Returning to trains and to thoughts left behind; enduring these pains as existence rewinds with smiles anew for the lust and the yearning that keeps me alive… that keeps me returning with Aaron a GO and possibly Michael – I’m questioning content of sodomy cycle: “This one is solid!” while “This one is pointless!”, “This one is squalid…” Til one is appointed worthy of probing for one of my station: a worthy disrobing for self-excavation; worthy of one’s progression through sex; worthy of love through expression of flesh.
Confusing DILF picture adds layer of lust to bruising filth mixture; betrayer of trust who back in the past when present was future, through lack of the ask cast gent as abuser.
*
Doctored exuberance from strangest of men.
I was awkward pubescence and patience by then.
My doctor was present which deftly he used.
Doctor was pleasant which left me confused.
More than one patient; Jason inside me.
More than one statement was latent inside me.
And doctor was plural; what’s quizzically true is that doctor was neural but physical too.
More than one practice. More than one patient. More than one mattress. More than one Jason.
Deranged dereliction of duty imbued with strange contradictions that strangely are true.
Innocent action or wholly obscene?
Fact that this fraction unholy was clean.
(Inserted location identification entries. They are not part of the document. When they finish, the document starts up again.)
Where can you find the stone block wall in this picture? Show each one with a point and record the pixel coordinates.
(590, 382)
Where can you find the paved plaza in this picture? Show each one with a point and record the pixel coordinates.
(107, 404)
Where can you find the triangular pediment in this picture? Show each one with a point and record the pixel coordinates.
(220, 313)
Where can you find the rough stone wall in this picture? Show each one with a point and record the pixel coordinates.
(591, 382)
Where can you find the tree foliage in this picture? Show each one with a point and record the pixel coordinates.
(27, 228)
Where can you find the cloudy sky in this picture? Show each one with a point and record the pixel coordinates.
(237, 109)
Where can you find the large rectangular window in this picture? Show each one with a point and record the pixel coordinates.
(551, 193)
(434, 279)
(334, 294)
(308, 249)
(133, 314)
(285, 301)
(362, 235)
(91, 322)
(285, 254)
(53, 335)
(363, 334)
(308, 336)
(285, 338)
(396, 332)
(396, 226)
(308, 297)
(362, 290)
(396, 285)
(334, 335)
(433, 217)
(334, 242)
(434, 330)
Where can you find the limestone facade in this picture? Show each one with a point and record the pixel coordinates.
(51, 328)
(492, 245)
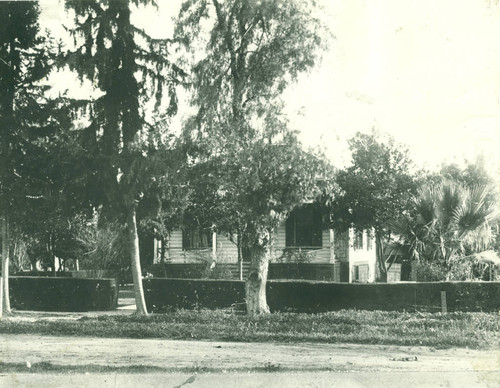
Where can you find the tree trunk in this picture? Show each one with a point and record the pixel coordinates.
(140, 301)
(380, 268)
(255, 288)
(5, 264)
(240, 257)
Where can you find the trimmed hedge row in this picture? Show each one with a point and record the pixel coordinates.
(165, 294)
(304, 271)
(63, 294)
(315, 297)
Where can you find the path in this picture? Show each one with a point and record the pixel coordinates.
(204, 355)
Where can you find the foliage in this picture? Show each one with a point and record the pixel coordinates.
(252, 168)
(130, 70)
(451, 223)
(375, 190)
(101, 246)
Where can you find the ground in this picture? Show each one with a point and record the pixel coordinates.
(219, 363)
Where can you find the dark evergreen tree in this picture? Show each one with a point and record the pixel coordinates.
(129, 68)
(24, 61)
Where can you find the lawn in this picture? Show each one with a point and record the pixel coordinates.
(475, 330)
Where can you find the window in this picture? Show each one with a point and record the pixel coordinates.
(303, 228)
(196, 239)
(358, 239)
(369, 240)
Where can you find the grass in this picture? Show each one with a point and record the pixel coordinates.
(475, 330)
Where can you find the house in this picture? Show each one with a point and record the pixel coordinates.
(301, 235)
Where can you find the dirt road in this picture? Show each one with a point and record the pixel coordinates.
(231, 356)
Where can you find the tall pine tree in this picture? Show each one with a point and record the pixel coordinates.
(130, 69)
(24, 61)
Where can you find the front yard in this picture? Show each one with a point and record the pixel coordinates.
(473, 330)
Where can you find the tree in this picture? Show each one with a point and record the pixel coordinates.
(451, 222)
(129, 68)
(24, 61)
(375, 189)
(254, 50)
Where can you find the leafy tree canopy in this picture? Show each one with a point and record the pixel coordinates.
(377, 187)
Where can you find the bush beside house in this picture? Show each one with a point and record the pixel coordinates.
(63, 294)
(315, 297)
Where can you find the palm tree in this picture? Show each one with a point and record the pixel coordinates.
(451, 222)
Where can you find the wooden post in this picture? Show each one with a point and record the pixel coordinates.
(1, 297)
(444, 308)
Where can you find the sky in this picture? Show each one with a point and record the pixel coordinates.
(426, 72)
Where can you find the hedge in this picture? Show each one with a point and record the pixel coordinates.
(165, 294)
(304, 271)
(314, 297)
(63, 294)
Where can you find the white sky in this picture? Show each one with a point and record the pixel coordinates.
(427, 72)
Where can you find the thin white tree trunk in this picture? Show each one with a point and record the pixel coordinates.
(140, 301)
(255, 287)
(5, 264)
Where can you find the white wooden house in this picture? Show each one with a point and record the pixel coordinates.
(301, 232)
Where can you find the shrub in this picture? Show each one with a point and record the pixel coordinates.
(63, 294)
(314, 297)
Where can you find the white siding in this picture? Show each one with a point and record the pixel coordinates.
(363, 256)
(226, 250)
(318, 255)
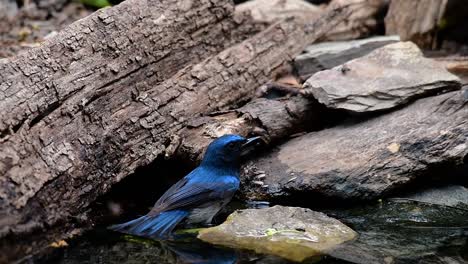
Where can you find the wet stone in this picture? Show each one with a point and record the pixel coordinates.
(290, 232)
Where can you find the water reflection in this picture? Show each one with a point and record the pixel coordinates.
(389, 232)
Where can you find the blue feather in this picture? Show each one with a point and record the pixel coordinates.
(158, 226)
(198, 196)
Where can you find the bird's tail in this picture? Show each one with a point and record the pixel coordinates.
(157, 226)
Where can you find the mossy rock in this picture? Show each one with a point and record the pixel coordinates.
(290, 232)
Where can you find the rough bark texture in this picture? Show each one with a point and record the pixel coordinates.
(91, 122)
(369, 159)
(362, 22)
(415, 20)
(273, 120)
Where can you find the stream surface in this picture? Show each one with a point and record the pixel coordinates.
(390, 231)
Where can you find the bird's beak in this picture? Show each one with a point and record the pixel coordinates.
(249, 144)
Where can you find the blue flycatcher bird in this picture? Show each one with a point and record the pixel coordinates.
(197, 197)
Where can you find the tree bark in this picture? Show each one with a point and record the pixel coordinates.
(415, 20)
(105, 97)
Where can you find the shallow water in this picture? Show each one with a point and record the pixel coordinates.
(392, 231)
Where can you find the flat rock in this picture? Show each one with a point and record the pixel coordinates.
(369, 159)
(326, 55)
(451, 195)
(290, 232)
(383, 79)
With no penetration in sterile space.
And no abdication of crime or disgrace.
With no policed questions the proctors undress me.
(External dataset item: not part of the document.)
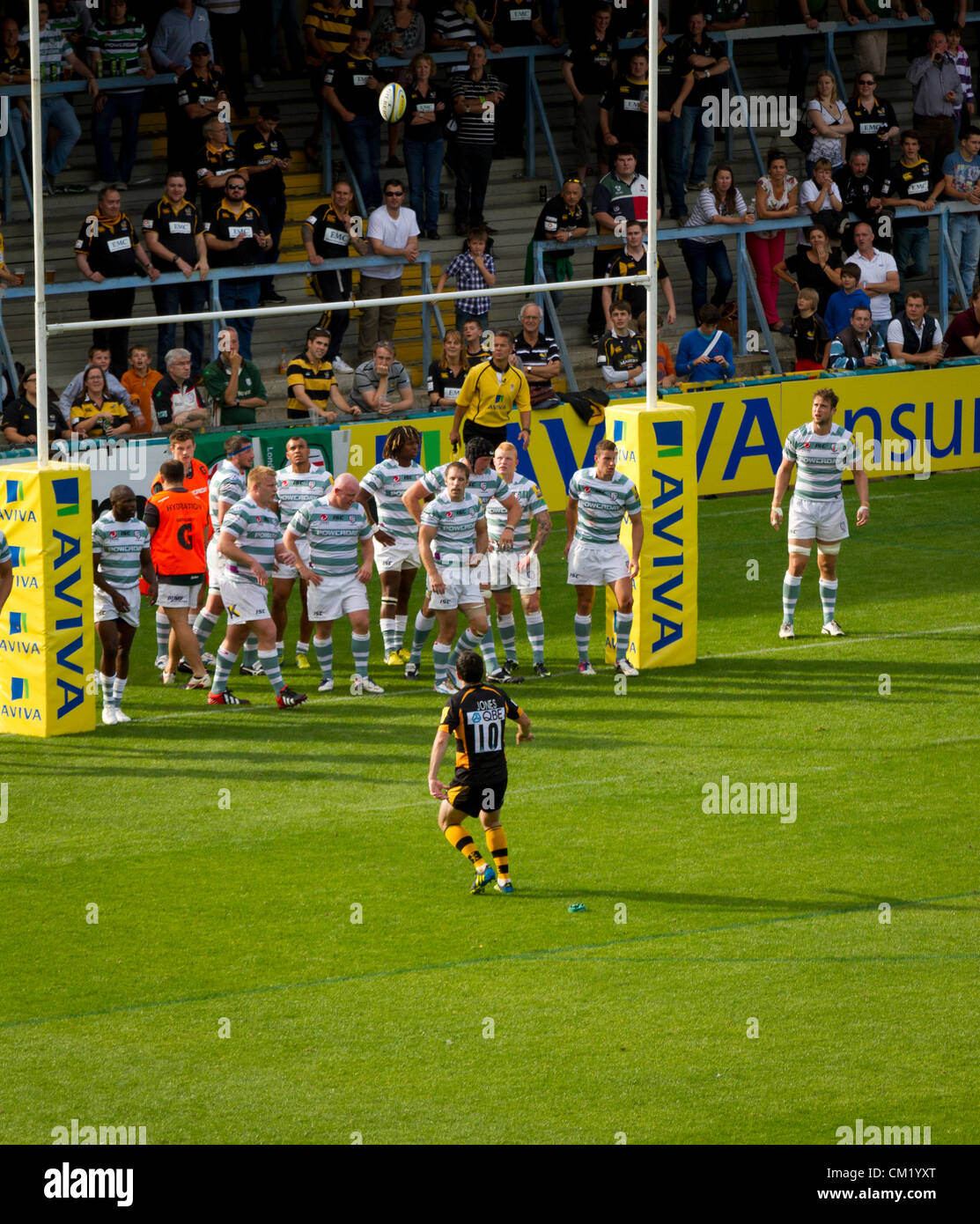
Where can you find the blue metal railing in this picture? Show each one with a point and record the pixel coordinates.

Priests at confessions; the doctors molest me.
Doctors are judged through initial neurology.
The awkward begrudged judicial apology.
*
And DILF in the picture looks back from the past and I am not injured but was I the last?
I listen to Cigarettes After Sex and Men That I Trust as I wander the streets of New York.
I smile – sad smile for closeted younger version of myself, lonely and wandering a well remembered if faded watercolor fairground and the man that I saw there…
I never spoke to him, though we recognized each other – or, should I say that we recognized the truth in ourselves?
And that recognition was dangerous, reckless, unplanned and perfect.
I’ve written of him before and I’ve thought of him even more times than that…
We crossed paths on the cusp of momentous change.
And on an overcast Friday afternoon, I stumble for words to capture his vivid, pained echo, which has forever remained a part of me, despite the seemingly inconsequential nature of our subtle, surreptitious, serendipitous encounter.